Deviant Is The New Normal
March 31, 2008 / 1:59 am • By Dr. Melissa ClouthierA friend and I were discussing furries. Do you know what they are? Well, if you don’t, read here about furries. It’s not that you need to know that weird freaks exist that get sexually excited by seeing people dressed up like Bugs Bunny or dressing like a giant panda, themselves. It’s that you need to know that no behavior is considered out of bounds any more.
Remember the dude from Seattle who got caught having sex with a dead deer next to the road? Yeah, well, he got caught doing it again. And you know the TV show basically extolling the virtues of polygamy? Well, I watched one episode. Polygamy is normal, don’t ya know?
In the article linked above, referring to the furries, the critic blames the internet. And while the internet provides fertile soil for every freak to grow his deviant idea, I believe it’s the psychology profession that has sanctioned every weird thing as normal. How can any limits to human behavior be imposed? Who is to say it’s wrong? And where do you draw the line?
Most people are repulsed by pedophilia. It’s as natural and instinctual to be disgusted at pedophilia as being disgusted at the smell of three day old fish in the sun. Most people find somebody who gets off on furry anything as freakish. It’s called deviance:
Deviance describes actions or behaviors that violate cultural norms including formally-enacted rules (e.g., crime) as well as informal violations of social norms (e.g., nose-picking).

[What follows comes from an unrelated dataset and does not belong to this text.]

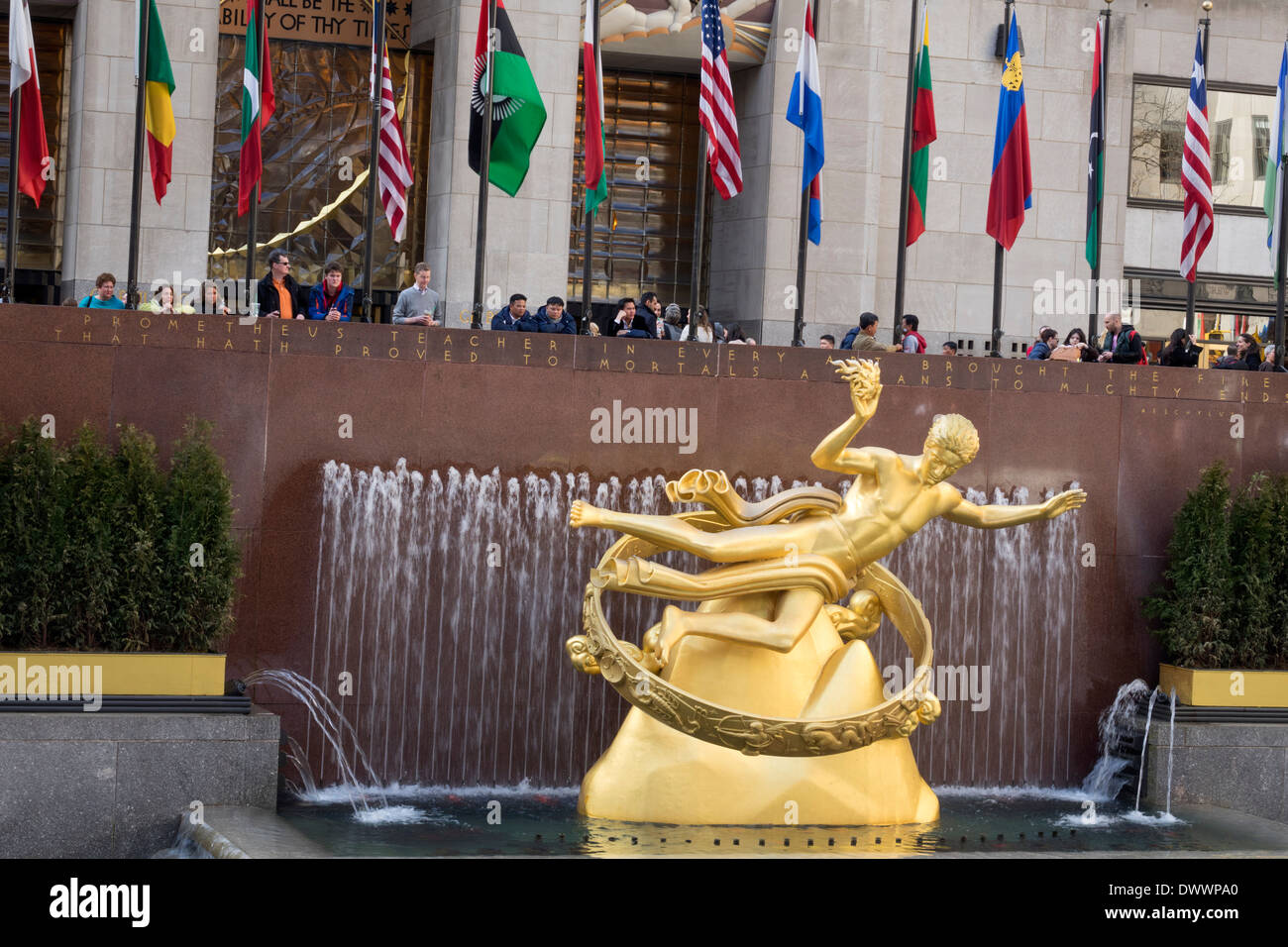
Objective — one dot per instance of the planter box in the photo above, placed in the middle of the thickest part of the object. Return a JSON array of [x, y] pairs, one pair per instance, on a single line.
[[1225, 688], [111, 674]]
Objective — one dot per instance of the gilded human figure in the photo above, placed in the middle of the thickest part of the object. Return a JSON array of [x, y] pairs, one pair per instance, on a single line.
[[816, 551], [767, 694]]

Deviant behavior is practiced by those who are not knitted into the fabric of society. That is, the less interconnected they are, the more likely to adopt deviant behavior. This, of course, is chicken-egg reasoning. Does the deviant behavior isolate a person? Probably, and before the internet, probably did so even more. Now, a freak can find solace in a support group of sorts through the internet and their “society” becomes an association of freaks just like them. The social pressure to conform to norms no longer exists in the same way.
Couple this technological phenomena with the mental health profession’s unwillingness to label anything abnormal and there is a perfect cocktail of dysfunction becoming elevated to normative behavior. In addition to this, the church’s influence has sharply declined. The moral constraints of the church worked as a stop gap and shaming mechanism for those outside the societal mainstream. And this was to the good. Shame can be a powerful behavioral influence and a positive one for society at large.
In a more secular society, who will define normal? Will such a thing exist? And what will be the ramifications for society? I think we’re already seeing it. There is a balkanization amongst the populace. Women. Gays. Blacks. Furries. Even normal groups, isolated, become weird and calcified in their ideology.
People identify with their identity rather than a unifying idea.
The secular future will be a nihilistic, narcissistic place where all ideas are created equal and there is no abnormal. Behavior isn’t deviant, it’s individualistic. Essentially, the future will be like Germany is today, and the rest of Europe for that matter. Devoid of meaning because everything has meaning. Devoid of virtue because virtue exists in whatever you wish for it to exist in.
The elevating of the deviant has serious repercussions for society as a whole. Instead of a finely woven fabric, America will be like a unfinished patchwork quilt–all the pieces sitting next to one another but no unifying threads. Our lack of cohesion will be our definition. By elevating everything, we’ll be nothing.